Search code examples
phphtmlweb-scrapingfile-get-contents

PHP Crawl Specific Tab Content of External Website & Return href


Using PHP, I want to retrieve a specific element in an external website.

The external website is https://mcnmedia.tv/iframe/2684 The specific element I want to retrieve is the first link in the 'Recordings' tab.

For example, the first link contains the following html;

<div class="small-12 medium-6 me column recording-item">
    <div class="recording-item-inner">
        <a class="small-12 column recording-name" href="/recordings/2435">
        <div class="info">
            <b>Mass</b><br>
            <small>26 Mar 2020</small>
        </div><i class="fa fa-play"></i></a>
    </div>
</div>

I want to retrieve the href and display a direct link on my website like;

View Latest Recording - https://mcnmedia.tv/recordings/2435.

I have the following PHP but it isn't working as i'd like, currently it outputs the text only (Mass 26 Mar 2020), I'm not sure how to get the actual href link address?

<?php
$page = file_get_contents('https://mcnmedia.tv/iframe/2684');
@$doc = new DOMDocument();
@$doc->loadHTML($page);   
$xpath = new DomXPath($doc);
$nodeList = $xpath->query("//div[@class='recording-item-inner']");
$node = $nodeList->item(0);
// To check the result:
echo "<p>" . $node->nodeValue . "</p>";
?>

How can I achieve this?


Solution

  • You aren't going quite far enough with your XPath to fetch the href, you can add /a/@href to say use the href attribute inside the <a> tag...

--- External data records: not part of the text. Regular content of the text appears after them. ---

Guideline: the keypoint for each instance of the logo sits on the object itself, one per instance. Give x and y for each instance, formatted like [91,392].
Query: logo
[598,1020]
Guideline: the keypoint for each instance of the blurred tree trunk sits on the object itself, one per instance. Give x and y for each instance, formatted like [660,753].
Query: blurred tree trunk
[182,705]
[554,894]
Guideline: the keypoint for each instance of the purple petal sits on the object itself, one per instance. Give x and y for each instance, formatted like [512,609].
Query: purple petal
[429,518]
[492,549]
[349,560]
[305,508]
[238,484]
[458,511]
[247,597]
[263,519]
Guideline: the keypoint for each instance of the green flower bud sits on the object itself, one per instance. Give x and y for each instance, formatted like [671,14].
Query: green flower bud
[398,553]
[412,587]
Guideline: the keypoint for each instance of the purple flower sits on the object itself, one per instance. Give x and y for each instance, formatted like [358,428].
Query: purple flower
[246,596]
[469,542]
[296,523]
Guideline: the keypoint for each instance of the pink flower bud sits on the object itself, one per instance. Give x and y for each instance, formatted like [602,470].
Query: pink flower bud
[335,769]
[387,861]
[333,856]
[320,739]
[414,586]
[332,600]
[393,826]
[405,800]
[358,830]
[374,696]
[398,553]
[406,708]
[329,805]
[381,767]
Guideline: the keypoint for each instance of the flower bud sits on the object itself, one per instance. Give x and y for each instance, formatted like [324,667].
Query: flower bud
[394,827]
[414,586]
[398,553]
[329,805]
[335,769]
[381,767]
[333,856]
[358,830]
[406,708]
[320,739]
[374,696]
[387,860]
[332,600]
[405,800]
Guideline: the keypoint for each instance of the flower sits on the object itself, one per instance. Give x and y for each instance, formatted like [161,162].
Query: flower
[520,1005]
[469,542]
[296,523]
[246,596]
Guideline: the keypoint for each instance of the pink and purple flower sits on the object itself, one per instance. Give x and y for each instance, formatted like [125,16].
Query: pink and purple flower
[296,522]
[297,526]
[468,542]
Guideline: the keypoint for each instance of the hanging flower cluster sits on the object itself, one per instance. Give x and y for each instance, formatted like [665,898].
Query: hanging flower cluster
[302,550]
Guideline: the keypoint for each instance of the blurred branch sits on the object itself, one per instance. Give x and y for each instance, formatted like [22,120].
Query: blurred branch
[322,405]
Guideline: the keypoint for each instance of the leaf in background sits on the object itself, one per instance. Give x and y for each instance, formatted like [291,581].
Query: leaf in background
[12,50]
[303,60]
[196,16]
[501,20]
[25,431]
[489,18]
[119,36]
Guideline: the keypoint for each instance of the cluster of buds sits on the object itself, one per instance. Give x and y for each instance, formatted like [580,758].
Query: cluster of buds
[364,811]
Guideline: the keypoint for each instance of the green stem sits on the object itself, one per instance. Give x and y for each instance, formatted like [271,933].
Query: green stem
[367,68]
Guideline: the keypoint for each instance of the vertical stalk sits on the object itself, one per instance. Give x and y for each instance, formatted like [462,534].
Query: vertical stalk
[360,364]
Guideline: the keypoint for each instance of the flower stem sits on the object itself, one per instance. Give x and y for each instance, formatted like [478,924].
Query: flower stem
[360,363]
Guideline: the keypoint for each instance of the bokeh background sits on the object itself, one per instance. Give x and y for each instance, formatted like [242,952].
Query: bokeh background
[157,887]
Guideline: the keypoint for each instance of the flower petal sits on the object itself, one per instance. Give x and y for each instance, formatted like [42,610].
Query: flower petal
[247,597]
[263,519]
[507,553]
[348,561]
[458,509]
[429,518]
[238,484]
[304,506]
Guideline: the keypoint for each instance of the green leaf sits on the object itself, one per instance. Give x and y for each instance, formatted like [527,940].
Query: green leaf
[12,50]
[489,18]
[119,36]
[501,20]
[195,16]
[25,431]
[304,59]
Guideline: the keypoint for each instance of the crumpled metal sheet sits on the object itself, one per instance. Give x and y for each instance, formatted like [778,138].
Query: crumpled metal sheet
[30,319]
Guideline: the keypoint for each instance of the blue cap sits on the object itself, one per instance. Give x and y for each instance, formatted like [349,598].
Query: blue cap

    $nodeList = $xpath->evaluate("//div[@class='recording-item-inner']/a/@href");
    

    you can simplify this, use evaluate() to fetch a specific value and modify the XPath to be fetch the attribute as a string instead of the node...

    $href = $xpath->evaluate("string(//div[@class='recording-item-inner']/a/@href)");
    echo "<p>" . $href . "</p>";